12. Even assuming for the sake of argument that in view of Section 110 of the Transfer of Property Act, the monthly tenancy commences from 17th and ends with 16th of the following month, in the light of the principles laid down in the above decisions, it is not possible to agree with the view that the quit notice, whereby the defendant was called upon to vacate the premises by the mid-night of 15-5-1980, is not in accordance with the provisions of Section 106 of the Transfer of Property Act. On a proper interpretation of the notice, it must be held that the intention of the landlords was to terminate the tenancy by the end of the tenancy month only but not during the currency of the month. In this context, I may also point out that in the decisions reported in M/s. P.S.P. Seshagirirao and Co. v. Kalabai Rathi, and A.V. Prasad v. G. K. Ramaiah, two learned single judges of this Court after considering the judgment of the Supreme Court in Dattonpant v. Vithalrao (supra), held that Section 110 of the Transfer of Property,, Act is not applicable to a tenancy from month to month by holding over and that the said section applies only to the periodical lease with a specific date of commencement of lease. It therefore, follows that the argument based on Section 110 of the Transfer of Property Act put forward on behalf of the respondent-defendant is without any merit.

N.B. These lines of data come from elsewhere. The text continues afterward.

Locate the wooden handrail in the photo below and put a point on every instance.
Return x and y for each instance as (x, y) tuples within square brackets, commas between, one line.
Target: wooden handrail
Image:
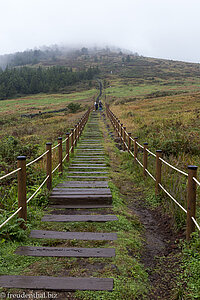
[(192, 181)]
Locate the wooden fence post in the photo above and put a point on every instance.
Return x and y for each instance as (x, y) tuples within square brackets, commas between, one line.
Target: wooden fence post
[(121, 133), (124, 138), (76, 134), (135, 148), (191, 201), (129, 141), (72, 140), (145, 159), (49, 165), (67, 146), (60, 155), (158, 171), (21, 176)]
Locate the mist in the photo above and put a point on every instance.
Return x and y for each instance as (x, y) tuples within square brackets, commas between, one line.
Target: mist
[(163, 29)]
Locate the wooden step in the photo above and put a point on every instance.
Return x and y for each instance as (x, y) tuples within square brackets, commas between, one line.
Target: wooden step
[(78, 200), (86, 167), (85, 236), (84, 184), (88, 177), (65, 252), (89, 206), (56, 283), (79, 218), (95, 172), (83, 191)]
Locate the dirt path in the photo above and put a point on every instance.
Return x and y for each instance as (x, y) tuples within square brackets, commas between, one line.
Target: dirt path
[(161, 254)]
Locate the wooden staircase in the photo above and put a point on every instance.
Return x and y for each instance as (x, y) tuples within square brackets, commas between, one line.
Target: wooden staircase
[(86, 188)]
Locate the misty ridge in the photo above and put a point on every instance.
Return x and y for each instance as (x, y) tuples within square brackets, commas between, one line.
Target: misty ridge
[(53, 53)]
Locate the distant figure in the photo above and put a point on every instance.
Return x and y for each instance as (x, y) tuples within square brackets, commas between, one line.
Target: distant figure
[(100, 105), (96, 106)]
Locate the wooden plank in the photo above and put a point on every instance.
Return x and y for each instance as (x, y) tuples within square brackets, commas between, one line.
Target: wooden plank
[(79, 218), (84, 184), (87, 196), (56, 283), (87, 168), (95, 172), (65, 252), (82, 191), (80, 201), (89, 149), (88, 164), (85, 236), (88, 177), (74, 206)]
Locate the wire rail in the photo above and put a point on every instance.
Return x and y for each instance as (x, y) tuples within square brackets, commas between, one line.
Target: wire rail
[(41, 156), (48, 176), (6, 221), (173, 167), (13, 172), (165, 162)]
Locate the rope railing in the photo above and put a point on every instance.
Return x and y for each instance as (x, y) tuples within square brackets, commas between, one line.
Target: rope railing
[(21, 170), (192, 180), (6, 221), (38, 189), (38, 158), (151, 152), (164, 161), (11, 173), (139, 145)]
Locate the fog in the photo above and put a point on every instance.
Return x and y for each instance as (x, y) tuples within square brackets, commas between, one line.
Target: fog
[(156, 28)]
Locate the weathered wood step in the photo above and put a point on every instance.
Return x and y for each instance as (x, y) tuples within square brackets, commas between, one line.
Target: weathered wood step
[(88, 177), (65, 252), (56, 283), (79, 218), (78, 199), (85, 236), (85, 184), (83, 191), (89, 149), (86, 167), (88, 206), (82, 172)]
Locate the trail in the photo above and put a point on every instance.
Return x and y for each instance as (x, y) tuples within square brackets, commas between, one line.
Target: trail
[(161, 254)]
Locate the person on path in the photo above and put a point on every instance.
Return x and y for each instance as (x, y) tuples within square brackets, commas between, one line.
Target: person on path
[(96, 106), (100, 105)]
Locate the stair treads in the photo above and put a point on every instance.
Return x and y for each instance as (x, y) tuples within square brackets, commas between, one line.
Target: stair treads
[(66, 252), (79, 218), (87, 165), (95, 172), (83, 191), (87, 149), (75, 184), (60, 196), (81, 206), (56, 283), (89, 177), (85, 236)]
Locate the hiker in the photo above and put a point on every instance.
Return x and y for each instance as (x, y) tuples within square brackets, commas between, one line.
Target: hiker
[(100, 105), (96, 106)]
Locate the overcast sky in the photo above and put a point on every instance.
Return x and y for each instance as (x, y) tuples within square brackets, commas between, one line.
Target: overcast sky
[(156, 28)]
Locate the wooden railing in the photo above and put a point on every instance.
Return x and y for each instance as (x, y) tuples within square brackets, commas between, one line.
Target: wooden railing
[(126, 141), (71, 141)]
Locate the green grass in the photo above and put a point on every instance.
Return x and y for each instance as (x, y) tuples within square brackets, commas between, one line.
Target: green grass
[(42, 101)]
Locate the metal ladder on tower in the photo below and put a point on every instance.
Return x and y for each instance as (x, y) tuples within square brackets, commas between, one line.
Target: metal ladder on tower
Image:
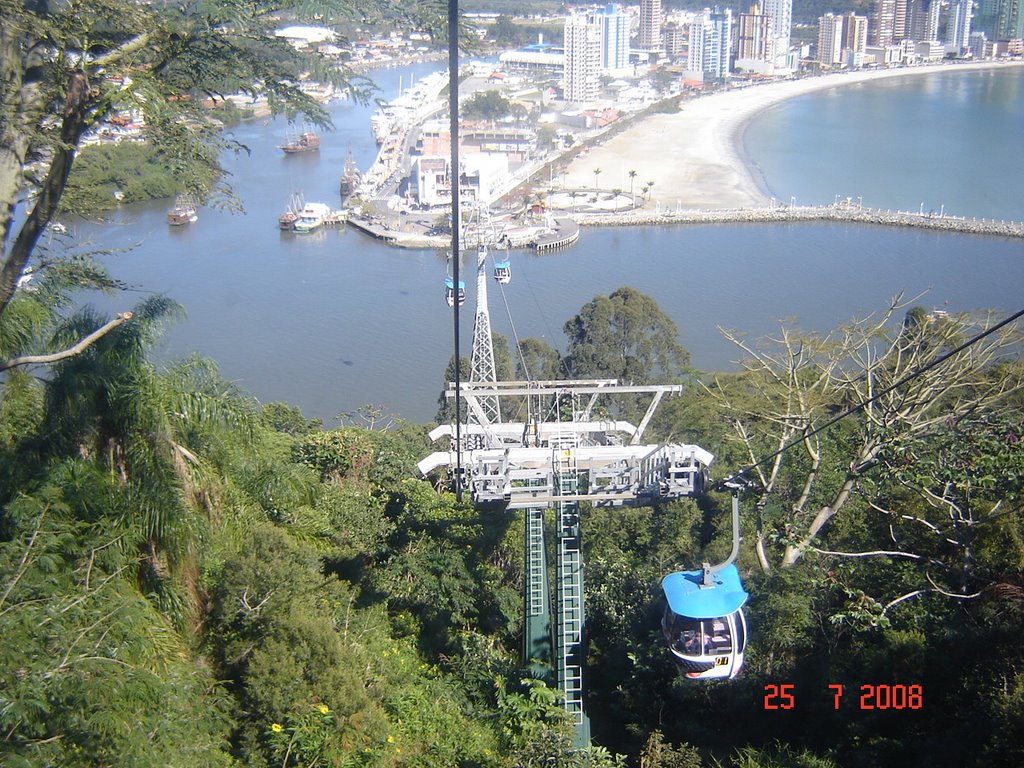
[(569, 648), (537, 633)]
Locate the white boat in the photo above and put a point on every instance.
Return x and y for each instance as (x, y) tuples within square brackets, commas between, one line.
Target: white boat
[(311, 217), (183, 211)]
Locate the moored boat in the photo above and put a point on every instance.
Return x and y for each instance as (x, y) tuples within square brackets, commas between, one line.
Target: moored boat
[(350, 177), (183, 211), (287, 220), (307, 141), (311, 217)]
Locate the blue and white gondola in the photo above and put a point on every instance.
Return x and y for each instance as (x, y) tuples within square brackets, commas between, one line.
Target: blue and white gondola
[(503, 271), (704, 622), (452, 295)]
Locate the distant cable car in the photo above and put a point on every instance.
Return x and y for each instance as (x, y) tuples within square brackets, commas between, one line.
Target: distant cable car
[(503, 271), (704, 625), (452, 295)]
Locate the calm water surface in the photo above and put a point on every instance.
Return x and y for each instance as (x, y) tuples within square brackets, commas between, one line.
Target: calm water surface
[(334, 321)]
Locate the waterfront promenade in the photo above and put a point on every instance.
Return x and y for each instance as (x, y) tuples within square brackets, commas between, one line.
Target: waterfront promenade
[(843, 212)]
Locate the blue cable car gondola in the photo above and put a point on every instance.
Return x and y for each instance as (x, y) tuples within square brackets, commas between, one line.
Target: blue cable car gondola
[(704, 622), (503, 271), (451, 295), (704, 625)]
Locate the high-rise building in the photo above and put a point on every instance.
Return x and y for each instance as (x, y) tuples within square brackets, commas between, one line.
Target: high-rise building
[(855, 33), (711, 42), (958, 26), (923, 19), (781, 14), (614, 38), (881, 23), (756, 36), (829, 51), (650, 25), (1010, 19), (674, 40), (582, 79)]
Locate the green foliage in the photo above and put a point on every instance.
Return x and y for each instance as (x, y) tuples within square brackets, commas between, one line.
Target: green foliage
[(289, 419), (336, 455), (625, 336), (657, 754), (90, 674), (778, 757), (486, 105), (135, 170)]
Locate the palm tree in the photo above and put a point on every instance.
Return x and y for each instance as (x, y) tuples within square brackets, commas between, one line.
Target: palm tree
[(147, 431)]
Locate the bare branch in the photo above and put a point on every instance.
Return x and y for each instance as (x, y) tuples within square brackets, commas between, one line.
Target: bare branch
[(42, 359), (872, 553)]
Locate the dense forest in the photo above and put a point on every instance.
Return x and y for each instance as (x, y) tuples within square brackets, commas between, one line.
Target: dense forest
[(188, 578)]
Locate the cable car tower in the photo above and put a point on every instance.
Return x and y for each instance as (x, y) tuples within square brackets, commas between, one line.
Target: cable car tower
[(482, 360), (561, 455)]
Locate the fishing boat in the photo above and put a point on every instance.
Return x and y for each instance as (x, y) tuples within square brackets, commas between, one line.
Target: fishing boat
[(350, 177), (183, 211), (311, 217), (287, 220), (381, 123), (307, 141)]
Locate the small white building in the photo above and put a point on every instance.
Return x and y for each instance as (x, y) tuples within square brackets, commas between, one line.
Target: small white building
[(304, 37)]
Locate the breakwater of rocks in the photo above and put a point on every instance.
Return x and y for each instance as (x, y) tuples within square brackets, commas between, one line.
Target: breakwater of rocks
[(844, 213)]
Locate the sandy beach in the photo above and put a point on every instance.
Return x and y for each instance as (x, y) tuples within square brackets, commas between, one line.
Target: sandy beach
[(692, 156)]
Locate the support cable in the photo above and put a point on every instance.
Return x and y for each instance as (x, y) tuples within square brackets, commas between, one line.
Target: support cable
[(453, 19), (736, 476)]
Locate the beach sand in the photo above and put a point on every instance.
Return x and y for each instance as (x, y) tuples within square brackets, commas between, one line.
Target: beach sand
[(693, 156)]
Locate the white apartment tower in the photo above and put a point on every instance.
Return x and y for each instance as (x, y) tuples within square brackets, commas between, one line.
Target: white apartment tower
[(756, 37), (829, 40), (615, 38), (958, 26), (882, 23), (582, 80), (711, 42), (650, 25), (781, 15)]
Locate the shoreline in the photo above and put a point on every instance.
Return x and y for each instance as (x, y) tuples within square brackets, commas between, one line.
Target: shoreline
[(711, 170)]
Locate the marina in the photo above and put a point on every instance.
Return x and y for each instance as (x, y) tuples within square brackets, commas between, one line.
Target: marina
[(379, 318)]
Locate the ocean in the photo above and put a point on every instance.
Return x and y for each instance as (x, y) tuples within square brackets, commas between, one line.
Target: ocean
[(336, 321)]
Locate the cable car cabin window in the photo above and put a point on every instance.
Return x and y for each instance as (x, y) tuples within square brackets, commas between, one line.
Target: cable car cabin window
[(691, 637), (740, 632)]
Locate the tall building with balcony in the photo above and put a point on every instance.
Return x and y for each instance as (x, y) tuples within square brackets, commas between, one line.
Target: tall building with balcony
[(781, 14), (614, 38), (756, 41), (650, 25), (923, 19), (854, 34), (1010, 19), (582, 78), (711, 43), (958, 27), (881, 23), (829, 49)]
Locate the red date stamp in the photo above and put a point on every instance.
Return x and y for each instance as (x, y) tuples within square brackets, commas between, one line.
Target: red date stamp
[(897, 696)]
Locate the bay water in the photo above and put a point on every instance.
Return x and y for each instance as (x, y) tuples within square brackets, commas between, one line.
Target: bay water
[(334, 321)]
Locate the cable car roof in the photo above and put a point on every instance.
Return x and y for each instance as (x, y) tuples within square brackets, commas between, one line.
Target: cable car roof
[(687, 597)]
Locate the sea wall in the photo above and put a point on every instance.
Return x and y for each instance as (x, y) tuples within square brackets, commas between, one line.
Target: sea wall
[(780, 213)]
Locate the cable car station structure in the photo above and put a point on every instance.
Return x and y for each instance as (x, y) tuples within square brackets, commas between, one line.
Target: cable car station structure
[(561, 454)]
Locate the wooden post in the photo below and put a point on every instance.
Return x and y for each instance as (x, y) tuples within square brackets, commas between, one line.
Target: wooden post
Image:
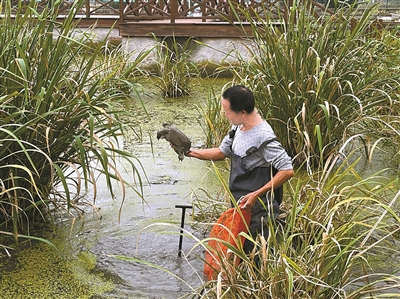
[(183, 207), (87, 4), (174, 9)]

13. For all the aforesaid reasons I hold the lower Court erred in its view that the quit notice is not valid. In view of this finding arrived at by me, in the normal course, I would have been inclined to remit the matter back to the lower Court for determination of the mesne profits or damages for use and occupation to which the plaintiffs will be entitled. However, the lower Court on consideration of the evidence on record, came to the conclusion that the agreed rent at the rate of Rs.0.63 ps., per sft, which was already paid and received, was sufficient and proper and the plaintiffs have not made out any case for awarding damages for use and occupation over and above the same.
14. Having regard to the fact that the defendant vacated the premises shortly after the filing of the suit and nearly two decades have already passed, I am not inclined to interfere with the said view taken by the lower Court and remit the matter back at this distance of time. In this view of the matter, both the appeals are dismissed but without costs.